JS: Absolutely. It’s amazing. When he was in the Justice Department as Attorney General, he was fighting Hoover, because Ramsey had made wiretapping illegal. And Hoover was, behind his back, still wiretapping members of the Civil Rights Movement. And it was just one of many, many things.
Ramsey put a stay on executions, and that held until 1994, [from] 1968 until 1994, when Timothy McVeigh was executed for the Oklahoma City Bombings. But he did numerous things like that. He helped to draft the Civil Rights Acts of ’64 and ’68 and the Voting Rights Act of ’65, among other things. So, you could say that this is a man who really fought to make humanity and the lives of everyday people a more fair and just kind of a world. And I hope people get a chance to see this.
DB: Let me interrupt you here now, and let people know that they will have an opportunity to be part of an East Bay media presentation of Citizen Clark: A Life of Principle. That’s going to be happening here for folks in the [San Francisco] Bay Area. It’s going to be happening Wednesday, May 10th, 7 p.m., and it’s going to be happening at the East Bay Media Center, 1939 Addison Street, if you’re in the Bay Area. It’s in Berkeley. It’s a work in progress. You can be a part of this visionary film.

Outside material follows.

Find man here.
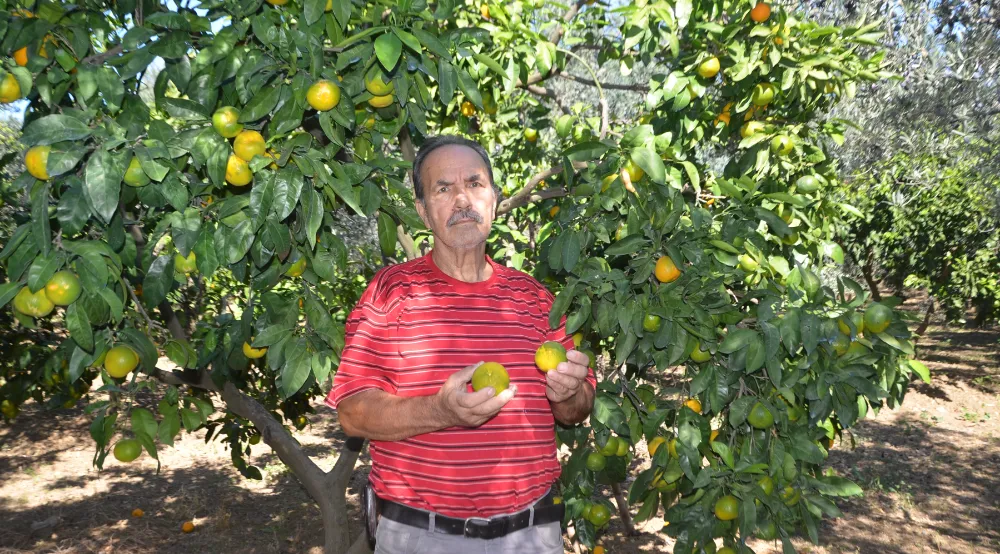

You can learn more about Ramsey Clark. You can meet the film maker, and have an experience.
If you don’t know who Ramsey Clark is, or if you’re a young person whose tuned in in recent years to Pacifica radio and KPFA, and you don’t know this extraordinary human being, if you’re a member of Black Lives Matter, or the various brown revolutionary groups, and the immigrants’ rights groups, you should know, you should meet Ramsey Clark as an example of a way to live, an example of the way to, if you will, enforce the law, in an equal way. […]
By the way, have you heard his response to Jefferson Beauregard Sessions III being appointed to Attorney General? Has he mentioned…?
JS: You know, I haven’t.
DB: What a contrast!
JS: I did ask him what he thought about Donald Trump, though. Well, he said “Donald Trump wants to take Lady Liberty and tear her up in pieces, and toss her into the Hudson.”
DB: I’m surprised he hasn’t made that into a Trump Tower. It’s coming.
JS: [Ramsey] did, after all, lead the movement to impeach George Bush, that got 1.5 million signatures for that.
But, when I did first ask him about what he thought about Donald Trump, he said “Not much.” So, those were his two comments. It’s interesting that Ramsey is not typically a person that will say a lot of bad things about individuals. It’s mostly about the deeds that they do, or the policies that they try to enact. So, he never tries to take it to a personal level.
DB: Right, he focuses on the wars, and the breaking of international law that lead to massive destruction and illegal operations.
JS: Well, especially the loss of life. The sanctions in Iraq killed 1/2 million women and children, more so than any of the casualties from combatants. It’s always about the women and children who are the real casualties of any war, that Ramsey tries to address.